Snowshoeing provides a complete lower-body workout, exercising the quadriceps, hip flexors, and gluteal muscles. A 150-lb person will burn approximately 650 to 700 calories in an hour of snowshoeing. If you also use snowshoe poles, you'll increase the intensity of your workout and burn more calories. For the walker with poles, the shoulder, arm and back muscles of the upper body are also used. Though similar in weight to ski poles, Nordic poles can be adjusted to your workout. You can lengthen them for descent and shorten them for uphill climbs, relieving pressure on the quads and legs.

Smart-start snowshoe tips

Dress in layers. "Since snowshoeing is a high-energy-output sport, you'll warm up as you go along," explains Murphy. Wear a series of lightweight layers that you can peel away as you walk. And wear a hat, so you don't lose heat through your head. In addition to snowshoes, wear a pair of waterproof hiking boots that cover your ankles, advises Tarallo.

Hydrate. Carry a 16-ounce water bottle in a backpack or fanny pack.

Protect yourself from the sun. If the sun is out, don't forget your sunglasses. The glare can be particularly intense off the snow's white surface. Apply sunscreen to your face and carry sunscreen to reapply throughout the day, even if the sunlight is dim.

Tap into a network. Many people don't realize there is a vast network of nature trails not far from where they live.
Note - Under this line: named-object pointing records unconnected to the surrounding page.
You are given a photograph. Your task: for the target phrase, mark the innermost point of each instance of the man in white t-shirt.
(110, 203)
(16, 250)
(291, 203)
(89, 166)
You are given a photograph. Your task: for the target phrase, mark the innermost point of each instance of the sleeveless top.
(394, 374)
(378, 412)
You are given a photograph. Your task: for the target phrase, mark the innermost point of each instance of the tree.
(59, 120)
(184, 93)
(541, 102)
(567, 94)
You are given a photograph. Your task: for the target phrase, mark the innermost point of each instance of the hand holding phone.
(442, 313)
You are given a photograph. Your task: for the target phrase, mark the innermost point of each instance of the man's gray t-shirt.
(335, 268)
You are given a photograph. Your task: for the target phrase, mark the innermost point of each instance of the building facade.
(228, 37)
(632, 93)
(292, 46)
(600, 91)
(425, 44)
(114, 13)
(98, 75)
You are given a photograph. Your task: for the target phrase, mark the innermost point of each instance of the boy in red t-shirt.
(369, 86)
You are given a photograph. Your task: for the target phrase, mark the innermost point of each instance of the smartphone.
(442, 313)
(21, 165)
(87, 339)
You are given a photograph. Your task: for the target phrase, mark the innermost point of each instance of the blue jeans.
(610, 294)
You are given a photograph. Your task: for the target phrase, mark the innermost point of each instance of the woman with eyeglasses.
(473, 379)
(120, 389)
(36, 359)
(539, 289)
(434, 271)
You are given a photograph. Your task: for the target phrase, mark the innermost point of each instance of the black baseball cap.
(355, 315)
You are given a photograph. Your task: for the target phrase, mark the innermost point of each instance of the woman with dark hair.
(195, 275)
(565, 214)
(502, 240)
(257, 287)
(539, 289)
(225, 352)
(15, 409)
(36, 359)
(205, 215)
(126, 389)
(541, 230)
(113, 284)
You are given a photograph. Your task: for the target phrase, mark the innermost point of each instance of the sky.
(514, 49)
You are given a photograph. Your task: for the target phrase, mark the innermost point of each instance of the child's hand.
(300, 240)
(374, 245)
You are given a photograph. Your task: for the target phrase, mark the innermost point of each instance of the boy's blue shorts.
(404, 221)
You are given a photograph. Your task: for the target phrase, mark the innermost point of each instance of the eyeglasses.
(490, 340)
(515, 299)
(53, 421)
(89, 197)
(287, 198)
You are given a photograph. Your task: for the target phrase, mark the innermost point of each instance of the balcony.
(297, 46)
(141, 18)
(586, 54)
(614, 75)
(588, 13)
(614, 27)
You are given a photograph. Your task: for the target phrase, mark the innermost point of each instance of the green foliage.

Check out community parks, nature reserves, or other public parks in your area.

Beginner snowshoe workout
To get started, try the following simple workout designed by Jo Garuccio, a USA triathlon-certified coach who leads snowshoe tours and teaches alpine skiing in Park City, UT.

1. Before taking to the trail, do a series of five arm circles, rotating your right arm in full circles, and then repeat rotation with your left arm. Reverse direction and repeat motion with each arm. Swing your right leg forward and back for 10 repetitions. Repeat with left leg. Begin walking slowly for about 10 minutes. Be sure to walk on flat terrain.

2. Increase your speed, walking at a more brisk pace. Your breathing will become heavier, making your sentences shorter. Start with 20 minutes, and then increase the length by 5-minute increments each week.

3. Cool down by walking for 5 to 10 minutes at a slow pace where it's easy to carry on a conversation.

4. As you feel stronger, try trails that include easy, rolling hills. Also, try walking on ungroomed trails. "As you break trails, you'll burn more calories because the snow will add more resistance," explains Murphy.

Do this workout two to three times per week.